Why an enterprise agreement below minimum wage could harm workers and businesses
In Australia, the national minimum wage is currently $19.84 per hour for full-time adult employees, or $753.80 per week, before tax. This rate is reviewed annually by the Fair Work Commission, based on various factors such as economic conditions, social needs, and living costs. However, some employers and employees may negotiate an enterprise agreement that sets different terms and conditions of employment, especially for certain industries or occupations that require specific skills or flexibility.
While enterprise agreements can offer benefits for both employers and employees, such as higher pay, more leave, or better training, they should not violate the minimum standards under the Fair Work Act 2009, or any applicable awards or regulations. This means that an enterprise agreement cannot legally pay workers less than the minimum wage, or compensate them with non-monetary benefits that do not exceed the monetary value of the minimum wage. In other words, if an enterprise agreement offers a lower wage than the minimum wage, the agreement is invalid and unenforceable.
However, some reports and cases suggest that some employers and employees may agree to a lower rate than the minimum wage in an enterprise agreement, either intentionally or unintentionally. For example, a recent case in the Federal Circuit Court of Australia found that a company that operated a Japanese restaurant in Melbourne had underpaid five workers more than $70,000 over two years, by paying them a flat rate of $17 to $18 per hour, which was below the minimum wage. The company had allegedly relied on a sham enterprise agreement that was not properly approved or registered by the Fair Work Commission, and did not meet the minimum standards.
Another example is the hospitality industry, which has been criticized for using outdated or unfair enterprise agreements that disadvantage workers, such as low-paid casuals, migrants, or students. A report by the McKell Institute in 2018 found that up to 42% of the enterprise agreements in the hospitality industry paid below the minimum wage, or had no or inadequate penalty rates, overtime rates, or leave entitlements. This not only harms the affected workers, who may struggle to make ends meet or secure their rights, but also creates unfair competition among businesses, as those who cut corners on labor costs may undercut those who comply with the law and pay their workers fairly.
Therefore, an enterprise agreement below the minimum wage is not only illegal and unethical, but also counterproductive for both workers and businesses.

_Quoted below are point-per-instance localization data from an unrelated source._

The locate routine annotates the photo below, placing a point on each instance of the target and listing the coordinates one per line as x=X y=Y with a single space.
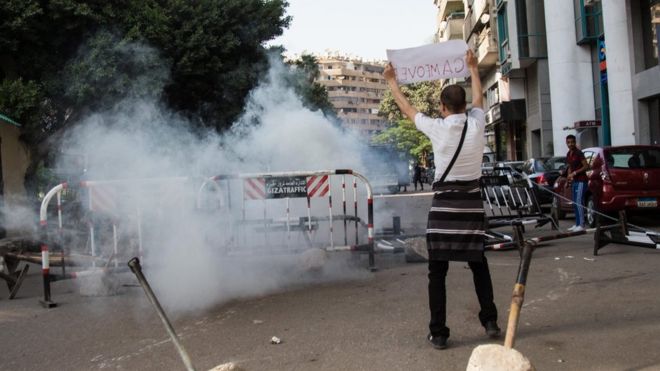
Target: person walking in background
x=577 y=177
x=455 y=229
x=417 y=176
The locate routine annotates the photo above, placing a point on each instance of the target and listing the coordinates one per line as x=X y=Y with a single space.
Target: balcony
x=450 y=29
x=476 y=19
x=487 y=49
x=446 y=7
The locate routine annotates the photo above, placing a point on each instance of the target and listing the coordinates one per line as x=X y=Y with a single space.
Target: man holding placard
x=455 y=230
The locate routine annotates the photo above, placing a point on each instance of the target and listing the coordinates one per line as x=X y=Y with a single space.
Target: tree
x=314 y=95
x=60 y=59
x=402 y=133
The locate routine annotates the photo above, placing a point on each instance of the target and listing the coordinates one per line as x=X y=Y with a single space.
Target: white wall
x=619 y=75
x=569 y=68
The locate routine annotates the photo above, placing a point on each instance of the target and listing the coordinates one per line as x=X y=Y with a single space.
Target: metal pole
x=134 y=264
x=332 y=241
x=343 y=201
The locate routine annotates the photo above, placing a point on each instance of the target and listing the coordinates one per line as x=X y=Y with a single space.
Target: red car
x=620 y=178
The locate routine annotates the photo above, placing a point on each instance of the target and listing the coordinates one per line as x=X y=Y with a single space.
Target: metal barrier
x=244 y=189
x=97 y=200
x=102 y=198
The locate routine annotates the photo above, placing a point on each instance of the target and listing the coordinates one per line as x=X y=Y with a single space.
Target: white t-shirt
x=445 y=135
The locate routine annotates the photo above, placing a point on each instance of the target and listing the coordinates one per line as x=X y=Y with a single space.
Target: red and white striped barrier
x=102 y=196
x=317 y=184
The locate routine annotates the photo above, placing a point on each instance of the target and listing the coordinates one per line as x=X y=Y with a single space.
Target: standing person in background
x=577 y=177
x=417 y=176
x=455 y=229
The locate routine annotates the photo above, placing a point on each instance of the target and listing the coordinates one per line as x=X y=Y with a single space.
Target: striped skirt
x=455 y=229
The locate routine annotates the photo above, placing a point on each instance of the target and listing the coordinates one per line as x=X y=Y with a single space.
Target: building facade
x=355 y=88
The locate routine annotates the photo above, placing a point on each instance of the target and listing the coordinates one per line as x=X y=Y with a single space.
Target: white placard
x=429 y=62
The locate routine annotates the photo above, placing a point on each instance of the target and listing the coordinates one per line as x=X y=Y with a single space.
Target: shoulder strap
x=453 y=159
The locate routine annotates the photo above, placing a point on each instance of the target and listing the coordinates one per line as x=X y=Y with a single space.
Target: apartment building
x=588 y=67
x=584 y=67
x=475 y=22
x=355 y=88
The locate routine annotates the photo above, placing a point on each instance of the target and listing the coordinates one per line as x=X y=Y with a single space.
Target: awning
x=513 y=110
x=9 y=121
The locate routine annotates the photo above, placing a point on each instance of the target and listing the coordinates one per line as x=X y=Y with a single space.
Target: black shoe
x=492 y=329
x=438 y=342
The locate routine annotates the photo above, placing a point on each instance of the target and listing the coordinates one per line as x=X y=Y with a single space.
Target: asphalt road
x=581 y=312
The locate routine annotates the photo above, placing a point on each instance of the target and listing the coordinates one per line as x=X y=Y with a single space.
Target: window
x=530 y=19
x=588 y=21
x=502 y=32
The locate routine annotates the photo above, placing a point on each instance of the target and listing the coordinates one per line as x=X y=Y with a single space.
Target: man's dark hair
x=453 y=97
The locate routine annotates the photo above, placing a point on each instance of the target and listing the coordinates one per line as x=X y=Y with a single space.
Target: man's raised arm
x=399 y=98
x=477 y=96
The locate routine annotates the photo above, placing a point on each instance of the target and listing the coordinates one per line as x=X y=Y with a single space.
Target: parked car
x=620 y=178
x=544 y=171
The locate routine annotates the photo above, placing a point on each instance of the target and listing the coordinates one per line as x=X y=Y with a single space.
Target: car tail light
x=541 y=180
x=605 y=176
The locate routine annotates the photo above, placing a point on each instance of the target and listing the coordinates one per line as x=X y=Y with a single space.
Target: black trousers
x=438 y=294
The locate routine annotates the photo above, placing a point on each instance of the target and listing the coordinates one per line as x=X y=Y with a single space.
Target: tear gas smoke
x=183 y=255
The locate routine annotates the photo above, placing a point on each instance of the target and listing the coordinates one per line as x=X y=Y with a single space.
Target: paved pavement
x=581 y=312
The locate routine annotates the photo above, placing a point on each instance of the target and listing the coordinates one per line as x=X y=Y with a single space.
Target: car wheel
x=556 y=212
x=591 y=212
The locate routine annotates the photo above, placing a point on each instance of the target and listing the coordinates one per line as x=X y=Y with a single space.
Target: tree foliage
x=314 y=95
x=60 y=59
x=402 y=134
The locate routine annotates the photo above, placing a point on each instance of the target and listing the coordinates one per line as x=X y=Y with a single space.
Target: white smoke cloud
x=186 y=251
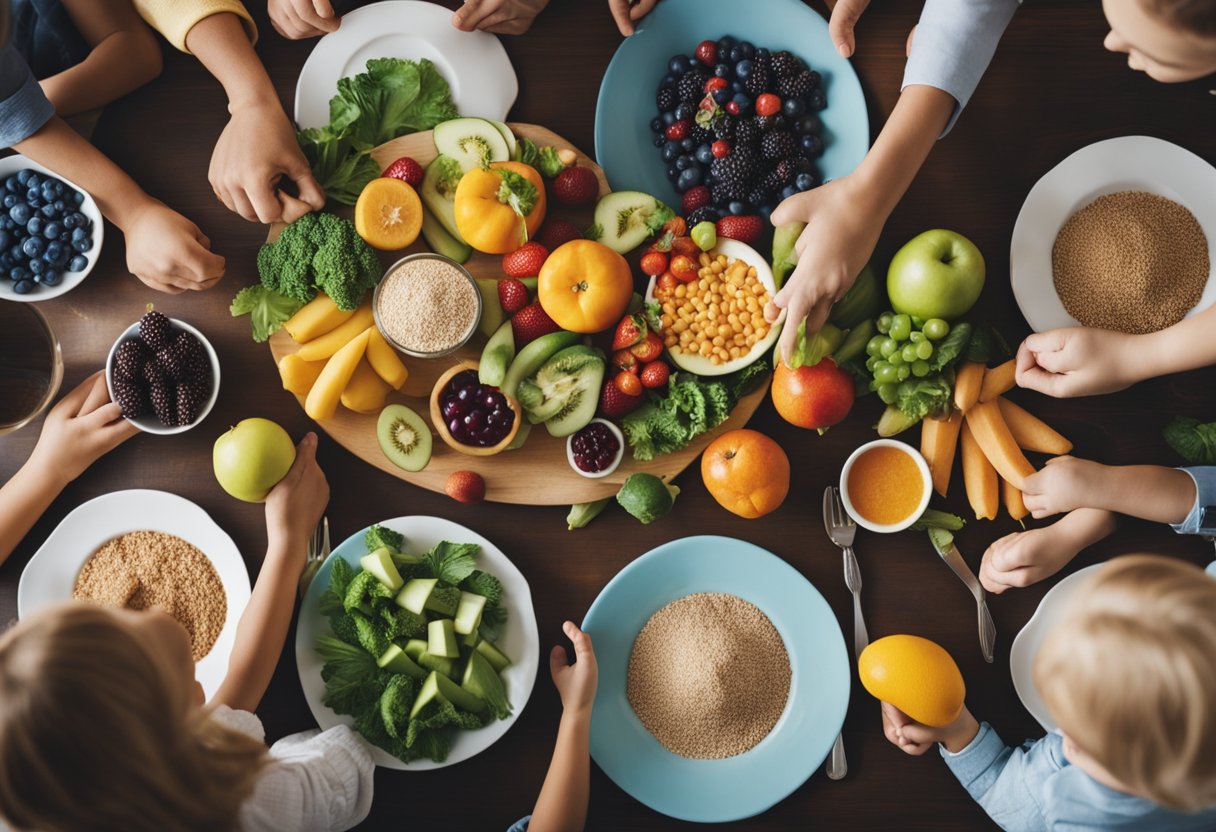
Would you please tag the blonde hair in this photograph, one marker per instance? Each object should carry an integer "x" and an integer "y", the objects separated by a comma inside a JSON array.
[
  {"x": 1130, "y": 675},
  {"x": 95, "y": 735}
]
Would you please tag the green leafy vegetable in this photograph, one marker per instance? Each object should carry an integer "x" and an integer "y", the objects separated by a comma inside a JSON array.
[
  {"x": 1193, "y": 440},
  {"x": 268, "y": 309}
]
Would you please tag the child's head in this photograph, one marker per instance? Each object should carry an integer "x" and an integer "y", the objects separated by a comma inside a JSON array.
[
  {"x": 100, "y": 728},
  {"x": 1130, "y": 674},
  {"x": 1171, "y": 40}
]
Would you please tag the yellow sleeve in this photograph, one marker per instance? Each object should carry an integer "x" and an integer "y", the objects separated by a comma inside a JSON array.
[{"x": 175, "y": 18}]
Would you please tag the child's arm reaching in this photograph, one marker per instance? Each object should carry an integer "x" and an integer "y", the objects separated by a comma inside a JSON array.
[
  {"x": 79, "y": 429},
  {"x": 293, "y": 510},
  {"x": 562, "y": 805}
]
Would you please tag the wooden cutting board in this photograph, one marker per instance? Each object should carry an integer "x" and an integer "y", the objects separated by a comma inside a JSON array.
[{"x": 539, "y": 472}]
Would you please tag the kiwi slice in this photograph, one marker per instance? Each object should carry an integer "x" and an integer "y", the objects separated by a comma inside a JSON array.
[{"x": 404, "y": 437}]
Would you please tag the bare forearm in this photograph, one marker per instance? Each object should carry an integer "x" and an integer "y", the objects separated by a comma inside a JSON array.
[{"x": 562, "y": 805}]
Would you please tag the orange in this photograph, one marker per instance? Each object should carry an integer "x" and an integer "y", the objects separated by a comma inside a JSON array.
[
  {"x": 585, "y": 286},
  {"x": 388, "y": 214},
  {"x": 747, "y": 472},
  {"x": 916, "y": 675}
]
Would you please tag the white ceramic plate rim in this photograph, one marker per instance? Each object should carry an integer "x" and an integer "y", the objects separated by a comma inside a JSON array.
[
  {"x": 51, "y": 573},
  {"x": 1028, "y": 641},
  {"x": 1127, "y": 163},
  {"x": 473, "y": 63},
  {"x": 519, "y": 640},
  {"x": 11, "y": 164}
]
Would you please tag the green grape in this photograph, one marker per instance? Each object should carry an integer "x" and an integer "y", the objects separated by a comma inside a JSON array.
[{"x": 935, "y": 329}]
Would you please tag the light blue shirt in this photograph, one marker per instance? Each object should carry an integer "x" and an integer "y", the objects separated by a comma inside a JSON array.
[
  {"x": 1034, "y": 788},
  {"x": 953, "y": 44}
]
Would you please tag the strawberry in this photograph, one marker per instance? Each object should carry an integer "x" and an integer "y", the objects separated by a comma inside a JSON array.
[
  {"x": 557, "y": 232},
  {"x": 744, "y": 229},
  {"x": 405, "y": 169},
  {"x": 648, "y": 349},
  {"x": 525, "y": 260},
  {"x": 694, "y": 197},
  {"x": 575, "y": 186},
  {"x": 630, "y": 331},
  {"x": 465, "y": 487},
  {"x": 532, "y": 322},
  {"x": 512, "y": 294},
  {"x": 656, "y": 375},
  {"x": 654, "y": 263},
  {"x": 614, "y": 404}
]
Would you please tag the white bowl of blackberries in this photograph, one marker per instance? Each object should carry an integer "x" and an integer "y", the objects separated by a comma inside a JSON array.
[{"x": 163, "y": 374}]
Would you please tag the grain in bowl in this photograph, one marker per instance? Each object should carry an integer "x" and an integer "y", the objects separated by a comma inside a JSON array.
[{"x": 427, "y": 305}]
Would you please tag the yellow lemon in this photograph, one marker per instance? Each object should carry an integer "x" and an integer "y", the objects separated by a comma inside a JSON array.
[{"x": 916, "y": 675}]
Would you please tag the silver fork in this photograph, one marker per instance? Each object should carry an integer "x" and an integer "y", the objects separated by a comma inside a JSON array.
[{"x": 842, "y": 530}]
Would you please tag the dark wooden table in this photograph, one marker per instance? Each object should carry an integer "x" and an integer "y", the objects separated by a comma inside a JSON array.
[{"x": 1051, "y": 90}]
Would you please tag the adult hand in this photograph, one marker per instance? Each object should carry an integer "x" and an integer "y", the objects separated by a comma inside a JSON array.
[
  {"x": 840, "y": 234},
  {"x": 302, "y": 18},
  {"x": 574, "y": 682},
  {"x": 1077, "y": 361},
  {"x": 168, "y": 252},
  {"x": 497, "y": 16},
  {"x": 628, "y": 12},
  {"x": 79, "y": 429},
  {"x": 255, "y": 150}
]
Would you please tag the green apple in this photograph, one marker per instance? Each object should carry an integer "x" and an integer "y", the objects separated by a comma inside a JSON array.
[
  {"x": 252, "y": 457},
  {"x": 936, "y": 274}
]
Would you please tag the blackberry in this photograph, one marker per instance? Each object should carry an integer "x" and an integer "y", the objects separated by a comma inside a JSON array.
[
  {"x": 129, "y": 358},
  {"x": 155, "y": 330},
  {"x": 777, "y": 145}
]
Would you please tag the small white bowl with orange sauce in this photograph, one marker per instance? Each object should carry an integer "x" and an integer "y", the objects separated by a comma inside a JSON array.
[{"x": 885, "y": 485}]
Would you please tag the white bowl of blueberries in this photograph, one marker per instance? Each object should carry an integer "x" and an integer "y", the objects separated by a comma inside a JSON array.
[{"x": 50, "y": 231}]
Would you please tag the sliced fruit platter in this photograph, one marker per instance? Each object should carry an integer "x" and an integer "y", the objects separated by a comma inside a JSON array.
[{"x": 507, "y": 304}]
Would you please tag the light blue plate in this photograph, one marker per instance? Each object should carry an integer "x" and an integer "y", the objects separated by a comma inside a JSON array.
[
  {"x": 714, "y": 791},
  {"x": 624, "y": 142}
]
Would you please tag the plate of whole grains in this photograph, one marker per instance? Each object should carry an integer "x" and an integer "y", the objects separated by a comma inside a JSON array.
[
  {"x": 1121, "y": 235},
  {"x": 144, "y": 549},
  {"x": 724, "y": 679}
]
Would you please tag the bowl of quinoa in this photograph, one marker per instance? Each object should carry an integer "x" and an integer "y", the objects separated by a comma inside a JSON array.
[{"x": 427, "y": 305}]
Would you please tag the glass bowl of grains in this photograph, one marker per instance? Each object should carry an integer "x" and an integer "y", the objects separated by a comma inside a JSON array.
[{"x": 427, "y": 305}]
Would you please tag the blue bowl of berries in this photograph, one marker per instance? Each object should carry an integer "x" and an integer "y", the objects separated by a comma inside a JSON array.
[
  {"x": 163, "y": 374},
  {"x": 726, "y": 108},
  {"x": 50, "y": 231}
]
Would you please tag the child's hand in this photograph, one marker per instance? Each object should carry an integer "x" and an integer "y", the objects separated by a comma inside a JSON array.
[
  {"x": 296, "y": 504},
  {"x": 628, "y": 12},
  {"x": 296, "y": 20},
  {"x": 839, "y": 237},
  {"x": 575, "y": 682},
  {"x": 1077, "y": 361},
  {"x": 168, "y": 252},
  {"x": 79, "y": 429},
  {"x": 255, "y": 151},
  {"x": 912, "y": 737}
]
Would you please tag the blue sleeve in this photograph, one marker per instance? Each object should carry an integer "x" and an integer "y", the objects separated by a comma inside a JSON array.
[
  {"x": 953, "y": 44},
  {"x": 1202, "y": 518},
  {"x": 1007, "y": 782},
  {"x": 23, "y": 107}
]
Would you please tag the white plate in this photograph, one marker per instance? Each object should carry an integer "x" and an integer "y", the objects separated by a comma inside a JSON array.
[
  {"x": 473, "y": 63},
  {"x": 11, "y": 164},
  {"x": 51, "y": 573},
  {"x": 1129, "y": 163},
  {"x": 1030, "y": 639},
  {"x": 519, "y": 640}
]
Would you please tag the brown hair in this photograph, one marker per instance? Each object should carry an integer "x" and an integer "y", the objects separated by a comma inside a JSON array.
[
  {"x": 95, "y": 735},
  {"x": 1130, "y": 675}
]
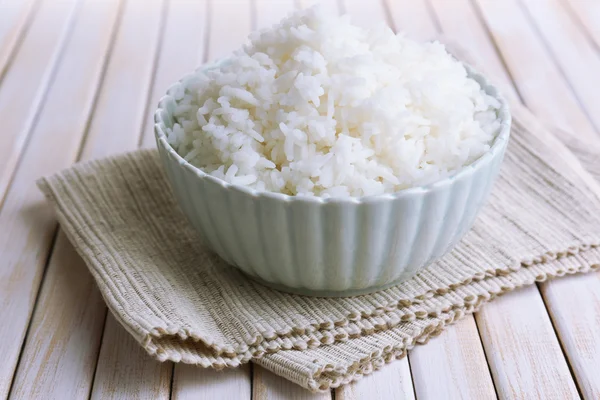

It erodes trust, productivity, and innovation, as well as contributes to social inequality and economic inefficiency. Employers who try to avoid paying the minimum wage by exploiting or misleading their workers may face hefty penalties, fines, or reputational damage, as well as legal action from their employees or unions. Workers who accept a low-paid enterprise agreement may lose their legal entitlements, such as overtime rates, penalty rates, or superannuation, and may also risk their safety, health, or career prospects.
In conclusion, an enterprise agreement should be a fair and lawful document that reflects the mutual interests and needs of both employers and employees, and enhances the quality and sustainability of work. Any agreement that falls below the minimum standards of the Fair Work Act or relevant awards or regulations should be reviewed, revised, or rejected by both parties, and reported to the authorities if necessary. By doing so, we can ensure that Australia`s workplaces are safe, respectful, and prosperous for all.